Along with falling leaves and first snows, it’s time for my annual holiday gift guide, offering suggestions for presents with meaning.
At a time of racial division and inequity in America, Equal Justice Initiative, eji.org, fights on behalf of low-income people snared unfairly by the justice system. The group is led by Bryan Stevenson, an African-American lawyer whom Desmond Tutu has called America’s Mandela.
Equal Justice Initiative fights an uphill battle against mass incarceration. It is a lifeline for innocent people who have been railroaded, and for children in prison. Donations finance its work as the conscience of the justice system.
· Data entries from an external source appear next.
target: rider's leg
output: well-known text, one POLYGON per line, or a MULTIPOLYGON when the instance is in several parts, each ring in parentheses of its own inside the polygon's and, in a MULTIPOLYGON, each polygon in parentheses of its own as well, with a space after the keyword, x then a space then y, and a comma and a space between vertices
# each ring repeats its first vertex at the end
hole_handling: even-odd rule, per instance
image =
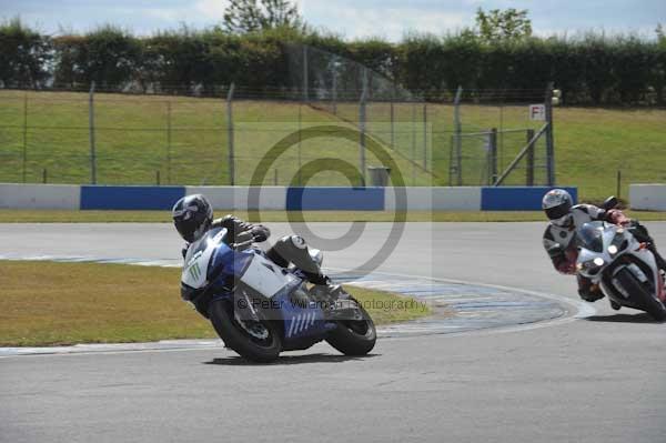
POLYGON ((598 285, 593 284, 592 280, 578 274, 578 295, 586 302, 596 302, 604 298, 604 293, 598 285))
POLYGON ((327 284, 329 278, 323 274, 319 263, 310 255, 307 243, 300 235, 287 235, 278 240, 275 244, 266 251, 266 255, 276 264, 286 268, 293 263, 307 278, 307 281, 314 284, 327 284))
Camfed, or the Campaign for Female Education, camfed.org, supports girls’ education in Africa.
Supporting Camfed is a way to stand up for girls’ education, especially after the terrorist group Boko Haram kidnapped nearly 300 schoolgirls in northern Nigeria this year. Just $10 buys a girl a school-supplies kit for elementary school. Or $25 buys her the shoes she must have to attend school. Or $300 sends her to a year of high school.
Evidence Action, evidenceaction.org, applies lessons from randomized trials to spend money in the most cost-effective ways. For example, a bleach dispenser provides a family with clean drinking water for a year and significantly reduces disease at a cost of just 70 cents per person.
Or 50 cents will deworm a child, making that child less anemic, more healthy and better able to thrive in school. Millions of children worldwide still carry intestinal parasites that impair their learning as well as their health and nutrition.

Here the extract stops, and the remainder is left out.